Expected Time Complexity: $O(\log i)$, where $i$ is the index of the target element. Expected Auxiliary Space: $O(1)$

Constraints

• $1 <= N <= 10^5$
• $1 <= arr[i] <= 10^6$
• $1 <= K <= 10^6$

Implementation

Python

def binary_search(arr, left, right, target):
    while left <= right:
        mid = left + (right - left) // 2
        if arr[mid] == target:
            return mid
        elif arr[mid] < target:
            left = mid + 1
        else:
            right = mid - 1
    return -1

def exponential_search(arr, target):
    if arr[0] == target:
        return 0
    
    n = len(arr)
    i = 1
    while i < n and arr[i] <= target:
        i *= 2
    
    return binary_search(arr, i // 2, min(i, n - 1), target)

C++

#include <iostream>
#include <vector>
#include <algorithm>

int binary_search(const std::vector<int>& arr, int left, int right, int target) {
   while (left <= right) {
       int mid = left + (right - left) / 2;
       if (arr[mid] == target) {
           return mid;
       } else if (arr[mid] < target) {
           left = mid + 1;
       } else {
           right = mid - 1;
       }
   }
   return -1;
}

int exponential_search(const std::vector<int>& arr, int target) {
   if (arr[0] == target) {
       return 0;
   }

   int n = arr.size();
   int i = 1;
   while (i < n && arr[i] <= target) {
       i *= 2;
   }

   return binary_search(arr, i / 2, std::min(i, n - 1), target);
}

int main() {
   std::vector<int> arr = {1, 2, 3, 4, 5, 6, 7, 8, 9, 10};
   int target = 6;
   std::cout << "Index: " << exponential_search(arr, target) << std::endl;
   return 0;
}

Java

import java.util.Arrays;

public class ExponentialSearch {
    public static int binarySearch(int[] arr, int left, int right, int target) {
        while (left <= right) {
            int mid = left + (right - left) / 2;
            if (arr[mid] == target) {
                return mid;
            } else if (arr[mid] < target) {
                left = mid + 1;
            } else {
                right = mid - 1;
            }
        }
        return -1;
    }

    public static int exponentialSearch(int[] arr, int target) {
        if (arr[0] == target) {
            return 0;
        }

        int n = arr.length;
        int i = 1;
        while (i < n && arr[i] <= target) {
            i *= 2;
        }

        return binarySearch(arr, i / 2, Math.min(i, n - 1), target);
    }

    public static void main(String[] args) {
        int[] arr = {1, 2, 3, 4, 5, 6, 7, 8, 9, 10};
        int target = 6;
        System.out.println("Index: " + exponentialSearch(arr, target));
    }
}

JavaScript

function binarySearch(arr, left, right, target) {
    while (left <= right) {
        let mid = left + Math.floor((right - left) / 2);
        if (arr[mid] === target) {
            return mid;
        } else if (arr[mid] < target) {
            left = mid + 1;
        } else {
            right = mid - 1;
        }
    }
    return -1;
}

function exponentialSearch(arr, target) {
    if (arr[0] === target) {
        return 0;
    }

    let n = arr.length;
    let i = 1;
    while (i < n && arr[i] <= target) {
        i *= 2;
    }

    return binarySearch(arr, Math.floor(i / 2), Math.min(i, n - 1), target);
}

const arr = [1, 2, 3, 4, 5, 6, 7, 8, 9, 10];
const target = 6;
console.log("Index:", exponentialSearch(arr, target));

Complexity Analysis

Time Complexity: $O(\log i)$, where $i$ is the index of the target element. The doubling step takes logarithmic time, and the binary search within the range also takes logarithmic time.

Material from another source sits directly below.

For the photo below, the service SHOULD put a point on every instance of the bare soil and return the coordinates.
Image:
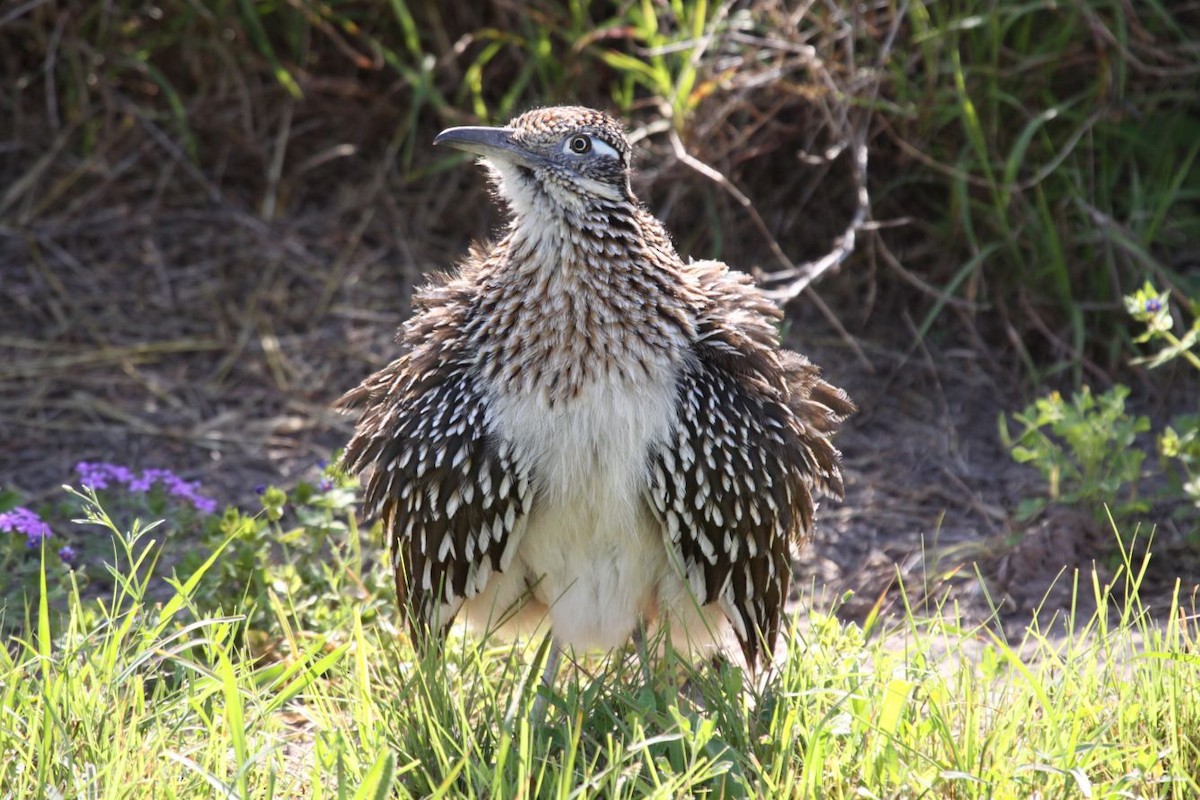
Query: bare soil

Space Complexity: $O(1)$, as no extra space is required apart from the input list.

Advantages and Disadvantages

Advantages:

Efficient for searching in sorted arrays, especially when the target element is close to the beginning.

Combines the benefits of both linear and binary search.

Disadvantages:

Requires the list to be sorted.

Slightly more complex to implement compared to binary search alone.